Google's Spanner popularized the modern distributed SQL database concept. Google described the database and its architecture in a 2012 whitepaper called "Spanner: Google's Globally-Distributed Database." The paper described Spanner as having evolved from a Big Table-like key value store into a temporal multi-version database where data is stored in "schematized semi-relational tables."[1]
Spanner uses atomic clocks with the Paxos algorithm to accomplish consensus with regards to state distributed between servers. In 2010, and earlier implementation, ClustrixDB (now MariaDB Xpand) moved from a hardware appliance to a Paxos-based software database[2] and was later acquired by MariaDB[3] and added to a SaaS cloud offering called SkySQL.[4] In 2015, two Google engineers left the company to create Cockroach DB which achieves similar results using the Raft algorithm without atomic clocks or custom hardware.[5]
Spanner is primarily used for transactional and time-series use cases. However, Google furthered this research with a follow on paper about Google F1 which it describes as a Hybrid transactional/analytical processing database built on Spanner.[1]
Distributed SQL databases have the following general characteristics:
Following the CAP Theorem, distributed SQL databases are "CP" or consistent and partition-tolerant. Algorithmically they sacrifice availability in that a failure of a primary node can make the database unavailable for writes.
All distributed SQL implementations require some kind of temporal synchronization to guarantee consistency. With the exception of Spanner, most do not use custom hardware to provide atomic clocks. Spanner is able to synchronize writes with temporal guarantees. Implementations without custom hardware require servers to compare clock offsets and potentially retry reads.[8]

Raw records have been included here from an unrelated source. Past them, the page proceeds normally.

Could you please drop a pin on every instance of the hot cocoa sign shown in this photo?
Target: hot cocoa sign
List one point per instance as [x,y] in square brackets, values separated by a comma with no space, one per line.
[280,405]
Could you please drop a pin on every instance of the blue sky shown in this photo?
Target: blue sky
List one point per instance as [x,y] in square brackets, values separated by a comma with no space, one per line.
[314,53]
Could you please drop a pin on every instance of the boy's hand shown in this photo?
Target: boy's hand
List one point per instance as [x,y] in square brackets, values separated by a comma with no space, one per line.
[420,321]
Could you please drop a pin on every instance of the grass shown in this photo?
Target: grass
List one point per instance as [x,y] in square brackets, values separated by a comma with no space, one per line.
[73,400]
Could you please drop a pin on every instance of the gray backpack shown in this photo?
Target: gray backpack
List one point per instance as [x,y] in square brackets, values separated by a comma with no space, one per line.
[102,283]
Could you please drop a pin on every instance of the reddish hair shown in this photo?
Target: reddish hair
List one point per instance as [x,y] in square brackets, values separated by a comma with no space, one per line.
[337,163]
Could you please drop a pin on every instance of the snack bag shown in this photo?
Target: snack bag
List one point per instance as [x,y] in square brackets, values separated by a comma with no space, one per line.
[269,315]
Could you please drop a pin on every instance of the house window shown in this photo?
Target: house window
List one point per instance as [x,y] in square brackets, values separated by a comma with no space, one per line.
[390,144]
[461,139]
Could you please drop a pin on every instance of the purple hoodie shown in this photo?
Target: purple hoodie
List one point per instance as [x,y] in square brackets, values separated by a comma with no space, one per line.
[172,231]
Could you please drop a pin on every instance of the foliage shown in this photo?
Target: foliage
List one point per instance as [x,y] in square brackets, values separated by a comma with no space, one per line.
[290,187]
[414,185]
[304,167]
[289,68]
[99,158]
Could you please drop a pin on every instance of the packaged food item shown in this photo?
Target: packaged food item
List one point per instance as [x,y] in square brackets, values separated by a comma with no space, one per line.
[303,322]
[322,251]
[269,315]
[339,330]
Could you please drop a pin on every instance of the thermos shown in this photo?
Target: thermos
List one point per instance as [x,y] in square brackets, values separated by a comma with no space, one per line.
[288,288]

| Vendor | API | License model |
|---|---|---|
| Amazon Aurora | PostgreSQL & MySQL | Proprietary |
| CockroachDB | PostgreSQL-like | Proprietary |
| Google Spanner | Proprietary SQL-like | Proprietary |
| MySQL Cluster | MySQL | Open Source (GPLv2) |
| NuoDB | Proprietary SQL | Proprietary |
| YugabyteDB | PostgreSQL & Cassandra CQL-like | Open Source (Apache 2.0) |
| TiDB | MySQL-like | Open Source (Apache 2.0) |
| MariaDB XPand | MariaDB | Proprietary |
| Teradata | Proprietary SQL-like | Proprietary |
| YDB[9] | Proprietary SQL-like, PostgreSQL-like | Open Source (Apache 2.0) |
CockroachDB, YugabyteDB and others have at times referred to themselves as NewSQL databases. Some of the NewSQL databases have fundamentally different architectures, but were cited as examples of NewSQL by Matthew Aslett who coined the term.[10] In essence, distributed SQL databases are built from the ground-up and NewSQL databases include replication and sharding technologies added to existing client-server relational databases like PostgreSQL.[11] Some experts define DistributedSQL databases as a more specific subset of NewSQL databases.[12]